I understand your logic about not leaking theta. It makes sense. However, it seems your plan (scenario A) is to hold HIMU all the way through a crisis cycle and you will collect dividends regardless of what happens to NAV. If that happens you will have an opportunity to profit from your long put. That's great but is that really a "hedge" if you continue to hold the shares? Maybe it is just semantics, but that sounds more like simply shorting the bond market, which anyone could do whether or not they are holding HIMU.
Sure. I see the point. Let me add some context and plan for this trade so I can get some constructure criticism here. I don't intend to hold the put to expiry. There is little theta on this option for the next 16 months, so 50% risk premium I am paying is concentrated in the last 6 months of the put. The thesis here with the hedge is that the US is slowly jogging towards a sovereign debt crisis. Won't happen tomorrow but the long end of the yield curve is going to go up - it will probably be a "spikey" event sometime in the next 16 months that catalyzes an abrupt change in sentiment. (See yesterday for instance or if the next Fed chain continues a plan to cut rates with advancing inflation) The plan is that I'll keep this contract open for next 16 months Scenario A) TLT continues to slide or a negative news catalyst occurs , this put will swing deeper ITM on that event. The gain in the option will offset any losses in HIMU at that point. If that happens, the USG will be forced to implement measures to satisfy the bond market (Fiscal austerity, VAT implementation, etc), at that point TLT will begin to rebound.

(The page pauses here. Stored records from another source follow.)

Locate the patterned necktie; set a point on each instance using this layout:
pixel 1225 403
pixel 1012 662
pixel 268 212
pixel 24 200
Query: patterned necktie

I'll close this put for a profit, HIMU will retrace (hopefully) to closer to my purchase price and I have protected my principal while still netting the tax free dividend from the muni. Scenario B) TLT does nothing over the next 16 months, HIMU stays close to the price I paid and I sell the put back for a loss on or around May 2027. The expected price of the contract on that date assuming no change in TLY from today is $600. So I paid about $200 in insurance costs on $20k worth of capital. (1%). Yeah that eats into my return, but I am still netting \~4%. Finally the small loss on this option offsets any gains I have elsewhere in my taxable income generating portion of my portfolio. So even this insurance offers value to me elsewhere. So open to feedback on this and if I am thinking about it the right way.
I have $20k in HIMU, a junk muni ETF. It yields about 5% and income is free from federal tax.so $1000 / yr free and clear of any USG taxes. The biggest single risk with that position is interest rate sensitivity. When yield climbs the value of the bonds will fall and ETF price will follow. because of the very real risk that the long end of the yield curve here in the US is going to explode in next 2 years I purchased ATM TLT put for $800 (LEAP) expiring in Jan 2028. TLT price is tightly correlated with HIMU. This I am paying about $400 a year in options premiums as insurance on my $20k principle. A couple things: I am surrendering half the yield in name of insurance. Yes. But I'm largely hedged and delta neutral as HIMU price changes.
I have a portion of capital at work in an income generation account. I will occasionally write calls or open CSPs on these HIMU - 30% allocation (Muni fund - no options chain) SNSXX - 30% allocation (I use this money market fund as collateral for CSPs) F - 10% allocation ARCC - 10% allocation SVOL 5% allocation (I actively hedge this position to protect against NAV erosion) SCHD 10% allocation - modest capital appreciation IBIT 5% yes I know. :) Vol.premium usually attractive.